Search code examples
azureazure-eventhubazure-stream-analytics

What happens to events in event hub after stream analytics does it works and routes them to service bus?


I have following scenario:

  1. The event hub (EH1) is configured with a retention policy of 7 days.
  2. Producers publish events to EH1.
  3. The events from EH1 are routed from stream analytics (SA) (after performing certain calculations over 1 hour time windows) to service bus, which gets both raw events (as messages) as well as summarized calculations.
  4. Lets say over 24 hour period of day 1, producers publish 1 million events to EH1.
  5. SA kicks in and routes the raw events as well as summarized calculations (over 1 hour periods) to service bus.
  6. Assume that after day 1, there are no events pushed to EH1 for next 15 days.

Questions:

  1. How long will the 1 million raw events (from day 1) stay in EH1?
  2. Will those 1 million raw events (from day 1) be still there on day 2 (after 1st hour) through day 7 (because the retention policy is 7)? Or will they be gone after day 1 when SA is done processing all those events? If neither, what else happens?
  3. What metrics should I look at in EH1 to prove what ever the answer is to both (1) and (2)?

Solution

  • First of all, you should take a look at the consumer group first.

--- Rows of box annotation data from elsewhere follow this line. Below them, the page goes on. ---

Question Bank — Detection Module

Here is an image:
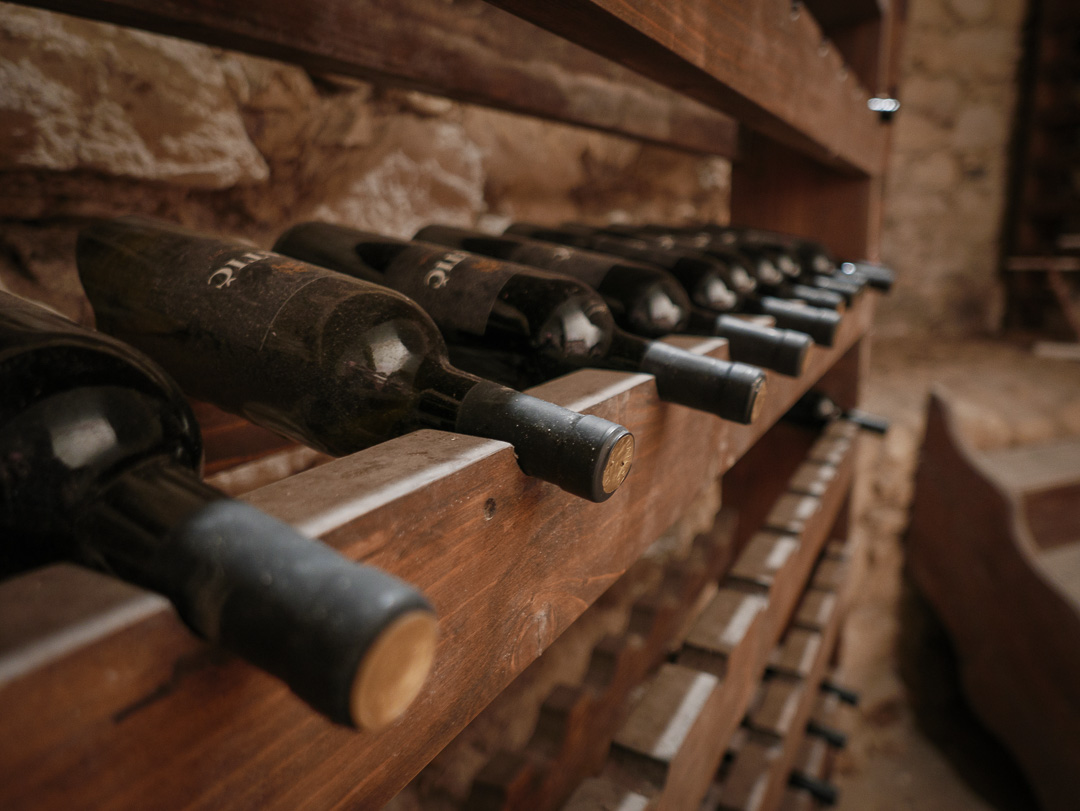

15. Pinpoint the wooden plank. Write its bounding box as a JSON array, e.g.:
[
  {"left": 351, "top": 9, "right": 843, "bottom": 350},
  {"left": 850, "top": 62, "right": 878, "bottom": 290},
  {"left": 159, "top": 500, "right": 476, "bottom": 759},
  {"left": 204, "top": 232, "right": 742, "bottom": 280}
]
[
  {"left": 717, "top": 539, "right": 851, "bottom": 811},
  {"left": 907, "top": 392, "right": 1080, "bottom": 810},
  {"left": 806, "top": 0, "right": 889, "bottom": 31},
  {"left": 606, "top": 434, "right": 854, "bottom": 809},
  {"left": 563, "top": 778, "right": 657, "bottom": 811},
  {"left": 0, "top": 307, "right": 869, "bottom": 810},
  {"left": 1005, "top": 256, "right": 1080, "bottom": 273},
  {"left": 731, "top": 136, "right": 881, "bottom": 261},
  {"left": 464, "top": 520, "right": 734, "bottom": 811},
  {"left": 16, "top": 0, "right": 737, "bottom": 158},
  {"left": 490, "top": 0, "right": 886, "bottom": 175}
]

    In short, when consumers(like any app or code which are used to receive events from eventhub) read events, it must read the events via a consumer group(we named it cg_1 here) -> then for the next time, you read events from cg_1 again, the events(which you have already read) will not be read again.

    But if you switch to another consumer group(like you newly create a consumer group named cg_2), you can read all the data(even though the data has been read from cg_1) again.

    So for your questions:

    #1: Since you have configured the retention policy of 7 days, the events(raw data) will be kept in eventhub for 7 days. If the events have been received via a consumer group, you cannot receive it again via this consumer group. But you can use another consumer group to receive the data again.

    #2: Similar to question 1, the raw events will be stored in eventhub according to the retention days you have configured.

    #There is no such metrics, but you can easily write client codes, and create a new consumer group, then read the data to check if it's there.